Having demonstrated that Allegro retains the high accuracy and transferability of the NequIP equivariant message passing interatomic potential, we show how the locality of the approach allows us to scale to large systems and longer time-scale. We perform this test on a large system of 421,824 atoms of the Li3PO4 system. In particular, we perform a strong scaling test, keeping the number of atoms of the system constant, but increasing the number of GPUs. The figure below shows how the computational efficiency - as measured by the accessible simulation speed measured in [ns/day] - changes with the number of GPUs we use (timings were performed in the molecular dynamics code LAMMPS). While on a single GPU the system is able to achieve approximately 0.5 ns/day, when increasing the compute, this number increases to approximately 16 ns/day when using 64 GPUs. We note that such an increase would be currently impossible with message passing approaches since they could not easily leverage the additional compute.
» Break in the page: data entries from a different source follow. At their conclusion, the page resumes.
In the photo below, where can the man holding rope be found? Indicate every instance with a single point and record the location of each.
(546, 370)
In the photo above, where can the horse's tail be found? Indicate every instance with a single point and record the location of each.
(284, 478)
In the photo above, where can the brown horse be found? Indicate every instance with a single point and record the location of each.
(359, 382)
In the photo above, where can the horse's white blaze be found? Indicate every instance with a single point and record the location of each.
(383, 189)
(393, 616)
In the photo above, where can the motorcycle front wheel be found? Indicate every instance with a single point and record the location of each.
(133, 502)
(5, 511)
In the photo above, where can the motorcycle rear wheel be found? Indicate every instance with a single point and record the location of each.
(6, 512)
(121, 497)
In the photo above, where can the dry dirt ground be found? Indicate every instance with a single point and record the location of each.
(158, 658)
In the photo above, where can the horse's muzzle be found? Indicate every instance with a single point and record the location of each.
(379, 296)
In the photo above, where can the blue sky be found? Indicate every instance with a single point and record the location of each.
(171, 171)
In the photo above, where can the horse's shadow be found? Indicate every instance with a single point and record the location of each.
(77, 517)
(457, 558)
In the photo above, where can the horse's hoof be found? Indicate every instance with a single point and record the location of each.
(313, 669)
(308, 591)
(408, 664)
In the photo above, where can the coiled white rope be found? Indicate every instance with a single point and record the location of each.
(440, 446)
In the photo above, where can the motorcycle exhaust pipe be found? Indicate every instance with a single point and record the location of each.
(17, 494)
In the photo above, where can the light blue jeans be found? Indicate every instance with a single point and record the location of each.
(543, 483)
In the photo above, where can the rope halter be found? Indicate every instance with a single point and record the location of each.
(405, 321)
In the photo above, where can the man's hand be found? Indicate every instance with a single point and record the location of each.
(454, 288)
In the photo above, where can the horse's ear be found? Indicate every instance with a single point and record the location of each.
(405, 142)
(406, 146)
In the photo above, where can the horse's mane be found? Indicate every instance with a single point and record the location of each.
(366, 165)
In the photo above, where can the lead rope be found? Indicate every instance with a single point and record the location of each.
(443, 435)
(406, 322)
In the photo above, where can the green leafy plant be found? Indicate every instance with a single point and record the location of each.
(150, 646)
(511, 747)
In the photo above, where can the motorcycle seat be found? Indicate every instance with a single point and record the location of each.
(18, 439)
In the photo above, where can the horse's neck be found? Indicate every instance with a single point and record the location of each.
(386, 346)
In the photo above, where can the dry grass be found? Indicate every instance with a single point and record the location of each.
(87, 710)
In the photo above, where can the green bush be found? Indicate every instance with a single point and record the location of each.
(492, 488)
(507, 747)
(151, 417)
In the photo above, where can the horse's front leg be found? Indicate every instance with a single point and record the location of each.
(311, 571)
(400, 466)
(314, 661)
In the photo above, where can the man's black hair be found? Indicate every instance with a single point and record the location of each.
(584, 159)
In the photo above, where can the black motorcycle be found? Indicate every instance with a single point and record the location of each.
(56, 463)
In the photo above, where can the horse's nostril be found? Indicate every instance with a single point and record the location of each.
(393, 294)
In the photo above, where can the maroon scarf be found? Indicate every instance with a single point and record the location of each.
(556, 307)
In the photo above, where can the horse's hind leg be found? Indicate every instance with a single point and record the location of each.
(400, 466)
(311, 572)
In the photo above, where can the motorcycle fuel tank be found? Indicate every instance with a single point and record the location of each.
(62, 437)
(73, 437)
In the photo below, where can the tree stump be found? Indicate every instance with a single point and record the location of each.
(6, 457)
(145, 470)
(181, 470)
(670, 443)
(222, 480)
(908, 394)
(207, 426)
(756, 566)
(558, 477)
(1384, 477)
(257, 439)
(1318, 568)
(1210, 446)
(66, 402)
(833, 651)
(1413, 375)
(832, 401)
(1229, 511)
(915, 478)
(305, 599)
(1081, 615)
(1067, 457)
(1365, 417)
Finally, we also demonstrate that with Allegro we can scale to truly massive systems, greatly increasing the realism of our simulations. To this end, we simultaneously increase the number of atoms as we increase compute. When scaling from 1 GPU to 128 GPUs, this finally allows us to run a molecular dynamics simulation of more than 100,000,000 atoms of a bulk silver system. Remarkably, this is achieved while retaining a high through-put of >1.5 ns/day. As a point of comparison, the 2020 ACM Gordon Bell Prize was award to the Deep Potential Molecular Dynamics system (also a machine learning interatomic potential) for achieving a 100-million-atom simulation on more than 27,000 GPUs. Here we are able to achieve a simulation of similar size on as few as 128 GPUs.
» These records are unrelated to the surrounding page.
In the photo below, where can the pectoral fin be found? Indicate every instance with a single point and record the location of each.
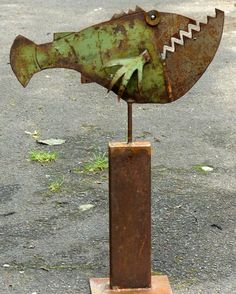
(127, 69)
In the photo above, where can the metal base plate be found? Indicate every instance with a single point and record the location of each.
(160, 285)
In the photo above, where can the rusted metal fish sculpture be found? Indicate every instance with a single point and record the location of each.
(149, 57)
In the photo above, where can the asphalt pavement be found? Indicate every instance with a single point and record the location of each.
(53, 242)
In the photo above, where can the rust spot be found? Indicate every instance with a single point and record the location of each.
(120, 29)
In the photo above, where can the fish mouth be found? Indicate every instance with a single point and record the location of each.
(189, 54)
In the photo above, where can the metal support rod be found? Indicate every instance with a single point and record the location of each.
(130, 121)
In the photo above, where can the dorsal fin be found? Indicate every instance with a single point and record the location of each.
(58, 36)
(118, 15)
(121, 14)
(138, 9)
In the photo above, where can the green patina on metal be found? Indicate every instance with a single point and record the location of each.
(125, 54)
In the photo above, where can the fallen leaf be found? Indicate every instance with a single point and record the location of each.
(34, 134)
(207, 168)
(51, 142)
(86, 207)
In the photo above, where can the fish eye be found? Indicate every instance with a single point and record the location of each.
(153, 18)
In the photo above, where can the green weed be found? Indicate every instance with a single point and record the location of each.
(42, 156)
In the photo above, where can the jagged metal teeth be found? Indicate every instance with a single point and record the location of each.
(182, 34)
(138, 9)
(185, 34)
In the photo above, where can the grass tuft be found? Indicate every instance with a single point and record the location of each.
(56, 186)
(42, 156)
(99, 162)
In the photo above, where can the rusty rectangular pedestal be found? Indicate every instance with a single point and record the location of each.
(130, 223)
(130, 214)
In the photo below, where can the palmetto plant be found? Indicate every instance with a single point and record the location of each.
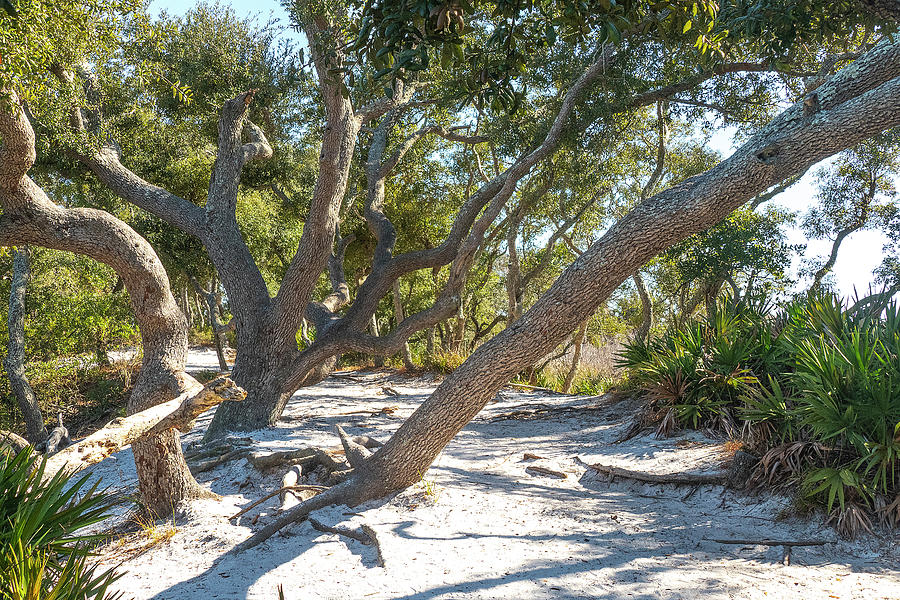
(817, 386)
(42, 557)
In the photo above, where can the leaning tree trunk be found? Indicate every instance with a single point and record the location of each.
(15, 357)
(854, 105)
(30, 217)
(857, 103)
(643, 331)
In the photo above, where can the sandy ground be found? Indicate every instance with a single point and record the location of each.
(482, 526)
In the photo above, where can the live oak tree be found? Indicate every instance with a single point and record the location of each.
(857, 103)
(855, 193)
(269, 363)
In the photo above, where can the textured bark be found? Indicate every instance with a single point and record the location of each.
(212, 298)
(179, 413)
(857, 103)
(14, 362)
(399, 316)
(30, 217)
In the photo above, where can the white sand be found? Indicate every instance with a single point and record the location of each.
(495, 530)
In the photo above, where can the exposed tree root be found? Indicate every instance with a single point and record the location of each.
(356, 454)
(212, 463)
(669, 478)
(371, 533)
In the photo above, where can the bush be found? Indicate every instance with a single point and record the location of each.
(41, 555)
(815, 388)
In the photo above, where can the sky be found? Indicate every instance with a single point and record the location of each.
(860, 253)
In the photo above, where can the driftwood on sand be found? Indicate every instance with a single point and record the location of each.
(179, 413)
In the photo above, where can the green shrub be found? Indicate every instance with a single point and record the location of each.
(814, 387)
(41, 555)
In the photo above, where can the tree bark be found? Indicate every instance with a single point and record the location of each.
(855, 104)
(14, 362)
(178, 413)
(30, 217)
(399, 316)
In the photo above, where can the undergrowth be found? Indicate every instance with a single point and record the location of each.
(42, 556)
(813, 388)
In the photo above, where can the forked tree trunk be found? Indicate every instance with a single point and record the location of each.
(30, 217)
(855, 104)
(643, 330)
(15, 356)
(580, 339)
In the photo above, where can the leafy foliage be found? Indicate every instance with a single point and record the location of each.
(41, 555)
(816, 385)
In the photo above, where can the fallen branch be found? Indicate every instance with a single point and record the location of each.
(302, 456)
(544, 409)
(670, 478)
(178, 413)
(255, 503)
(788, 545)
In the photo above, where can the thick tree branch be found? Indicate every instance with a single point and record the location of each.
(179, 413)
We believe the Allegro approach provides a significant step forward in pushing the boundary of accuracy and computational efficiency of machine learning interatomic potentials, leading to increased realism and predictive power of molecular simulations. The method is publicly available on Github under a MIT license, has a GPU-enabled integration with the popular molecular dynamics simulation code LAMMPS, comes with extensive tutorials for new users, is actively being supported and developed by the authors, and is already being used by scientists all around the globe to study complex molecular and materials systems.
 Batzner et al. (2022). E (3)-equivariant graph neural networks for data-efficient and accurate interatomic potentials. Nature communications, 13(1), 2453.
 Musaelian, A., Batzner, S., Johansson, A. et al. Learning local equivariant representations for large-scale atomistic dynamics. Nat Commun 14, 579 (2023).